This Small Business Innovation Research Phase I project is to design, synthesize, manufacture, and test high-performance polymeric composite structures based on commercially proven resins, long fibers and nano-sized functional particles. Long fibers can provide good mechanical properties for the composites, while affordable nanoparticles such as nanoclays, graphene, carbon nanofibers and carbon nanotubes may improve barrier properties and strengthen the matrix between long fibers. To succeed in producing these new composites, two issues need to be addressed: how to disperse nanoparticles in the presence of long fibers and whether or not resin processability can be maintained and enhanced in the presence of nanoparticles. Our approach is to develop novel surface coatings of those nanoparticles, which can assist the dispersion and enhance the surface oleophilicity of the particles; consequently minimizing the flow resistance resulting from the nanoparticles. Furthermore, novel surface coatings can also increase the reaction rate and final conversion for both epoxy and vinylester resins cured at low temperature. This is highly valuable for manufacturing large composite structures using vacuum assisted resin transfer molding process. It is anticipated that successfully incorporating these modified nanoparticles in structural composites will address multiple demanding applications in energy, transportation, construction and security industries.

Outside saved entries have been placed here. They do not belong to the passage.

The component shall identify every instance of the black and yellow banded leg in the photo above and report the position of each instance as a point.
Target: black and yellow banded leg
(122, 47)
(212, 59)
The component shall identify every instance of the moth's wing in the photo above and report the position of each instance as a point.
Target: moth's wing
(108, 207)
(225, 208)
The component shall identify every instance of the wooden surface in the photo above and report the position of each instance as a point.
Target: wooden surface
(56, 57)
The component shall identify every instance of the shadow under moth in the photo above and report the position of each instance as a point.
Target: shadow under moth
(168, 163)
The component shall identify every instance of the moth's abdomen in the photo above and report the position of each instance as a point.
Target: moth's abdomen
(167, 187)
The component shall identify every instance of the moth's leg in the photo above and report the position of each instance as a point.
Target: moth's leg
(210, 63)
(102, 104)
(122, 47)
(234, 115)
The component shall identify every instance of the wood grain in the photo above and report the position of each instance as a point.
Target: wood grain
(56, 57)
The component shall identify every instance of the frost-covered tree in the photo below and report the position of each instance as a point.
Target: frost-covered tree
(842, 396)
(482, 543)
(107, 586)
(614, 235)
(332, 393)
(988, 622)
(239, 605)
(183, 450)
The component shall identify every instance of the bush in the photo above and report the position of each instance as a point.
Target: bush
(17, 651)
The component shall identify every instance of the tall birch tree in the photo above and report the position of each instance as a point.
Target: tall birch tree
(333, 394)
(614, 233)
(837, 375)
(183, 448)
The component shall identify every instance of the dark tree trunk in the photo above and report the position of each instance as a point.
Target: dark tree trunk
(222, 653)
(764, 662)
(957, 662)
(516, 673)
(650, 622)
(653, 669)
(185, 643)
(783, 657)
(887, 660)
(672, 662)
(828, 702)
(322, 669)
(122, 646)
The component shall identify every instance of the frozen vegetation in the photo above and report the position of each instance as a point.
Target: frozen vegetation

The expected outcome expect is to significantly grow the overall share of composites in the materials industry and position Nanomaterial Innovation Ltd. (NIL) to be the industry innovation leader. While steel, wood and aluminum are prevalent today, the new composite materials will enable the replacement of traditional materials with lighter, stronger, more durable, and cost effective nano-tailored composites. Successful commercialization of these higher value-added nano-tailored composite products will have a significant impact on energy generation, material use, energy consumption and environmental stewardship. This award will enhance the United States global leadership position in multifunctional nano-tailored composite materials and products. Societal benefits include reduced petroleum dependency, improved energy efficiency, and reduced use of conventional fossil fuels that contribute to global warming. Educational and scientific benefits relate to the pioneering nature of nanocomposite technology and the opportunity this project will provide to advance frontiers of knowledge and the training of future scientists.
This award is funded under the American Recovery and Reinvestment Act of 2009 (Public Law 111-5).